Ãœber den Herausgeber:

Horst Hammitzsch studierte an der Universität Leipzig Sinologie, Japanologie und Mongolistik. Nach Abschluss seines Studiums zog er nach Japan, wo er acht Jahre lang Deutsche Sprache und Literatur lehrte. Zurück in Deutschland unterrichtete er als Professor der Japanologie 12 Jahre lang an der Ruhr-Universität Bochum. Insgesamt arbeitete Hammitzsch vor allem auf zwei Gebieten: der Geistes- und Religionsgeschichte sowie der japanischen Poesie. Viele Übersetzungen vom Japanischen ins Deutsche stammen von ihm.

Motivation:

Die Idee, mich mit japanischen Volksmärchen auseinanderzusetzen, entstand eher zufällig. Während der Zeit meiner Themensuche für das Literaturforums erschien ein neuer Disney-Märchenfilm und erreichte eine gewisse Beliebtheit. In den unterschiedlichsten Medien wurde über den Märchenfilm berichtet und unweigerlich stellte ich mir die Frage: Mit welchen Märchen wachsen eigentlich Kinder in Japan auf? Welche Aspekte thematisieren japanische Märchen und welche Werte werden vermittelt? Sind Volkssagen in Japan ähnlich beliebt wie in Deutschland und haben sie auch heute noch Einfluss auf die japanische Kultur? Des Weiteren sah ich in der Untersuchung von japanischen Märchen die Möglichkeit, ein Stück japanischer Kultur direkt zu erfahren – ohne eine eventuelle Verzerrung durch den subjektiven Blickwinkel eines Autors. Bei diesem Buch handelt es sich um eine Sammlung verschiedenster Märchen als Teil einer kollektiven Kultur. Die Geschichten haben sich über Jahrtausende entwickelt und erhalten und stellen somit für mich einen wesentlichen und unveränderten Kern der alten japanischen Kultur dar.

Inhalt:

Ich habe mich entschieden, zwei verschiedene japanische Volksmärchen vorzustellen. Bei der Geschichte vom Bambussammler handelt es sich um die älteste märchenhafte Erzählung Japans: das Märchen wurde circa im Jahr 900 verfasst. Bei der Geschichte vom Kind aus dem Pfirsich handelt es sich um eine der bekanntesten japanischen Heldensagen.

 

Die Geschichte vom Bambussammler

(jap. Taketori Monogatari 竹取物語 ; auch bekannt als die Geschichte der Prinzessin Kaguya)

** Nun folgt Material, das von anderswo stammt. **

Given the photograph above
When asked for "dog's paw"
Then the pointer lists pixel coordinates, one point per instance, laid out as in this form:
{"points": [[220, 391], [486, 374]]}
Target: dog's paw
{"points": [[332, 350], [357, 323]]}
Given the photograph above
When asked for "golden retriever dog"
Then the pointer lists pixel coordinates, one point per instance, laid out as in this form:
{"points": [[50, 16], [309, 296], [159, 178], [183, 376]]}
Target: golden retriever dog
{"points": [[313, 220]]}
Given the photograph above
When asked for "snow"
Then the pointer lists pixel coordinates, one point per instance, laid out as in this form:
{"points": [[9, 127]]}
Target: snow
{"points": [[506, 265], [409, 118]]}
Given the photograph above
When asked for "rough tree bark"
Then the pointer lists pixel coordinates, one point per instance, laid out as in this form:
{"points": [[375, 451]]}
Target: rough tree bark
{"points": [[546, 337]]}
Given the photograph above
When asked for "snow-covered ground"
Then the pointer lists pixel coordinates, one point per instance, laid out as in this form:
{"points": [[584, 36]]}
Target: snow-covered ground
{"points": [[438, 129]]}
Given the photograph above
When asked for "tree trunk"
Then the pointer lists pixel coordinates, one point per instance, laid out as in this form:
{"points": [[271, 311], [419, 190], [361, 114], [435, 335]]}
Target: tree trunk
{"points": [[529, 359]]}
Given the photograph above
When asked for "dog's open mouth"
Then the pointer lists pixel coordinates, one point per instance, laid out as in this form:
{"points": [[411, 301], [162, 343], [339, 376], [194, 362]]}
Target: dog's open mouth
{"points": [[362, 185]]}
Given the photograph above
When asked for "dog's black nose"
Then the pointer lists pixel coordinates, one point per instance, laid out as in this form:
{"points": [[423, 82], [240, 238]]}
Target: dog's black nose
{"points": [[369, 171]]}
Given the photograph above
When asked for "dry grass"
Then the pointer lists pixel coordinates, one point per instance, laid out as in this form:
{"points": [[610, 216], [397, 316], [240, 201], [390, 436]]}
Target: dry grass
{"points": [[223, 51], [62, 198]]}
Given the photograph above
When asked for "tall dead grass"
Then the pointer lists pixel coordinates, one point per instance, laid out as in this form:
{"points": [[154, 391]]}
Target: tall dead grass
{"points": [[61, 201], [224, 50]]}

Ein kinderloser Bambussammler bemerkt eines Tages während seiner Arbeit im Wald einen leuchtenden Bambus, in dem sich ein winziges Menschlein verbirgt. Er nimmt es mit nach Hause, um es mit seiner Frau aufzuziehen. In den folgenden Monaten findet der alte Bambusschneider hin und wieder ein Goldstück zwischen dem Bambus. Das Kind wächst schnell heran und ist strahlend schön, weshalb sie den Namen „Nayotake no Kaguya-hime“, Leuchte-Prinzessin, bekommt.

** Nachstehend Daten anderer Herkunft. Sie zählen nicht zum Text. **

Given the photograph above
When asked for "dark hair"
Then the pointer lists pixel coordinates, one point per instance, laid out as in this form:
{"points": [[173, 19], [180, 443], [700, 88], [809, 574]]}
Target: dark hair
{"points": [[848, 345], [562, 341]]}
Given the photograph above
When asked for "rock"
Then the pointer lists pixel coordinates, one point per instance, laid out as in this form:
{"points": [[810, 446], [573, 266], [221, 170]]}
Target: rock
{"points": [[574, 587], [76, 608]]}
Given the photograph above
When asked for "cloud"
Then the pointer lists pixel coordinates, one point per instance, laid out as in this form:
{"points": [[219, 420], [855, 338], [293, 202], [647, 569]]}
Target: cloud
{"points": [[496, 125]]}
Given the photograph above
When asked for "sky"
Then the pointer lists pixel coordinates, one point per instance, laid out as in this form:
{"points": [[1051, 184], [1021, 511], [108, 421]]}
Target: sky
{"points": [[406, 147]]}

Innerhalb von nur drei Monaten reift sie zu einer erwachsenen Frau heran und ist für ihre Schönheit weithin bekannt. Viele Verehrer versuchen, sie für sich zu gewinnen. Nach langem Warten harren nur noch fünf Bewerber aus. Um zu erkunden, wie ernst die adligen Verehrer es meinen und ob sie tatsächlich Gefühle für sie besitzen, stellt Kaguyahime jedem eine Aufgabe, die er lösen soll – doch keiner kann die ihm gestellte Aufgabe erfüllen. Nachdem die fünf Adligen gescheitert sind, interessiert sich auch der Kaiser für Kaguya-hime. Kaguya-hime erwidert seine Gefühle. Im Laufe der Geschichte stellt sich heraus, dass die Leuchte-Prinzessin vom Volk des Mondes auf die Erde geschickt wurde und dass sie auch bald dorthin zurückkehren müsse. Warum die Mondprinzessin auf die Erde geschickt wurde ist nicht klar, verschiedene Varianten der Geschichte berichten von einer Strafe für ein Verbrechen, in anderen Versionen wird sie wegen eines Krieges auf dem Mond auf die Erde in Sicherheit gebracht. Sie muss dann zum Mond zurück, weil der Krieg vorbei ist. Kaguya-hime erkennt, dass eine Welt ohne Tränen eine Welt ohne Liebe ist, weshalb sie nicht mehr auf ihren Planeten will, auf dem die Wesen weder altern, noch Sehnsucht oder Leid empfinden können. Da sie trotzdem zurückkehren muss, hinterlässt sie ihren Eltern sowie ihrem geliebten Kaiser einen Brief und das Elixier des „Nicht-Sterbens“, das es ihnen ermöglichen würde, Kaguya-hime in ihre Welt zu folgen. Der Kaiser vernichtet jedoch sowohl den Brief als auch das Elixier, denn er möchte nicht in einer Welt ohne Gefühle leben. Die Japanologin Matsubara Hisako fasst die Kernaussage der Geschichte wie folgt zusammen: „Mit vibrierendem Herzen sich dem Schönen, dem Einmaligen hinzugeben, es genießen, weil es einmalig ist, es zu lieben, weil es vergeht – darin liegt das Geheimnis der Heian-Zeit und des Taketori-monogatari [der Geschichte des Bambussammlers]“ (zit. n. Michael Weiss, S. 251, URL: http://othes.univie.ac.at/14524/1/2011-03-03_9112034.pdf).

 

Momotarō – Das Kind aus dem Pfirsich

Kurz zusammengefasst handelt die Geschichte von einem Jungen, der aus einem Pfirsich geboren wird (ähnlich wie die Prinzessin in der Geschichte vom Bambussammler). Der Junge ist außergewöhnlich stark und mutig und entschließt sich bald, die Dämonen auf der Dämoneninsel zu bezwingen. Auf seinem Weg zur Insel findet er treue Diener in Form eines Hundes, eines Affen und eines Fasans. Die vier Krieger schaffen es unter der Führung von Momotarō, die Dämonen der Insel zu unterwerfen und das Böse zu besiegen.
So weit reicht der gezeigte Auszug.